Are Indian borrowers, borrowing for their dream homes, setting themeslves up for a mortgage trap without even knowing that they are?
I recently got a call from a large lending organization pushing me a "floating" scheme, saying it had no fixed EMI scheme on offer! I had to either take a floating scheme or have none at all.
It is exactly these floating kind of schemes that have had many borrowers lose their homes in the US.
The current subprime mess in the US is attributed to AMTPA, a 1982 law.
Before AMTPA, banks were barred from making anything but the conventional fixed-rate, amortizing mortgages. However, in 1982, AMPTA lifted those restrictions, giving birth to all the new and exotic mortgages that have so many borrowers in a bind.
The various schemes are:
- Adjustable-rate mortgages (a norm in India), in which the interest rate become floating after a number of years.
- Balloon-payment mortgages, in which you pay very little in the beginning but (like in a balloon, the payments get outsized as they year goes by.
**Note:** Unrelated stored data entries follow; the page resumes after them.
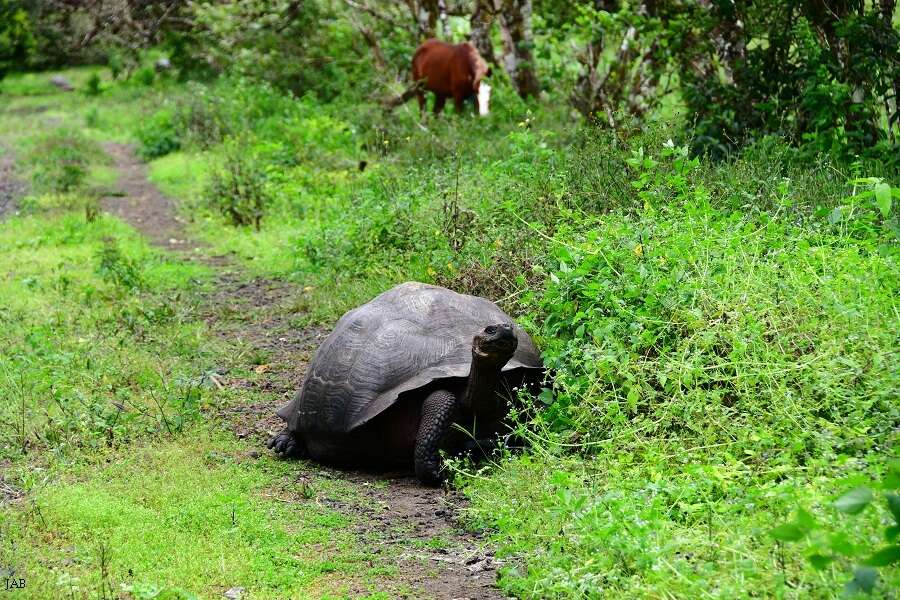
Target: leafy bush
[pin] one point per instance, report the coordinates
(236, 186)
(116, 268)
(61, 159)
(93, 87)
(294, 45)
(832, 540)
(823, 78)
(159, 135)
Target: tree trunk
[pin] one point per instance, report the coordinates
(482, 20)
(515, 24)
(425, 13)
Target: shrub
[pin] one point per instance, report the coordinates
(158, 135)
(236, 185)
(61, 159)
(116, 268)
(93, 85)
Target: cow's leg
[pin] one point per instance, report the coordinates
(420, 96)
(458, 102)
(439, 101)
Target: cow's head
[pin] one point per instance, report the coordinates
(484, 98)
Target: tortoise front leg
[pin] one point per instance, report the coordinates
(438, 413)
(287, 445)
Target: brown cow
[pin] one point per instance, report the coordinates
(451, 70)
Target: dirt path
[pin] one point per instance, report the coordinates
(11, 186)
(390, 512)
(142, 205)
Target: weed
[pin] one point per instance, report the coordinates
(60, 160)
(236, 187)
(116, 268)
(158, 135)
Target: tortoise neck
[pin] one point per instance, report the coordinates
(481, 388)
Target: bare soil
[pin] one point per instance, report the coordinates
(414, 528)
(11, 186)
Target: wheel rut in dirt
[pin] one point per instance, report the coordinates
(11, 186)
(411, 527)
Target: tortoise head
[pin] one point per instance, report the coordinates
(496, 344)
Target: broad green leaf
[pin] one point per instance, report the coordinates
(854, 501)
(787, 532)
(820, 561)
(884, 557)
(839, 544)
(892, 478)
(806, 521)
(835, 215)
(892, 533)
(883, 198)
(894, 506)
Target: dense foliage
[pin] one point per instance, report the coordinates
(695, 216)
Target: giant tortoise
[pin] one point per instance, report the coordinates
(395, 375)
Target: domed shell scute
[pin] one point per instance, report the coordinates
(404, 339)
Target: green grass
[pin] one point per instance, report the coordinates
(723, 344)
(181, 513)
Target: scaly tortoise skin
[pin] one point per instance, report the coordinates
(387, 385)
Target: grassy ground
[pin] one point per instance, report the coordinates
(723, 338)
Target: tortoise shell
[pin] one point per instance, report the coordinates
(406, 338)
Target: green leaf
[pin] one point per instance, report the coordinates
(787, 532)
(854, 501)
(835, 215)
(892, 478)
(894, 506)
(891, 533)
(883, 198)
(839, 544)
(884, 557)
(864, 579)
(805, 521)
(820, 561)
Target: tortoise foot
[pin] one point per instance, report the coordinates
(287, 445)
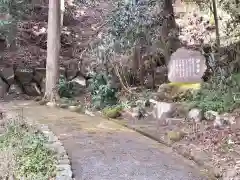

For anyone in a job, you want payments to reduce as you retire, not increase.
- Interest-only mortgages, which require only repayment of interest (not principal too) during the first few years of the loan, only to hit borrowers with crushing monthly-payment resets once the new monthly payment kicks in.
- Option-ARM, considered the worst, which allows borrowers to keep borrowing even the interest to be paid, during the first few years. This is worse than than borrowing from a local money lender because "the interest on interest payments" gets tacked onto the size of the loan. So your Rs 300,000 mortgage can turn into a Rs 350,000 loan in a hurry, destroying any equity you have in your home.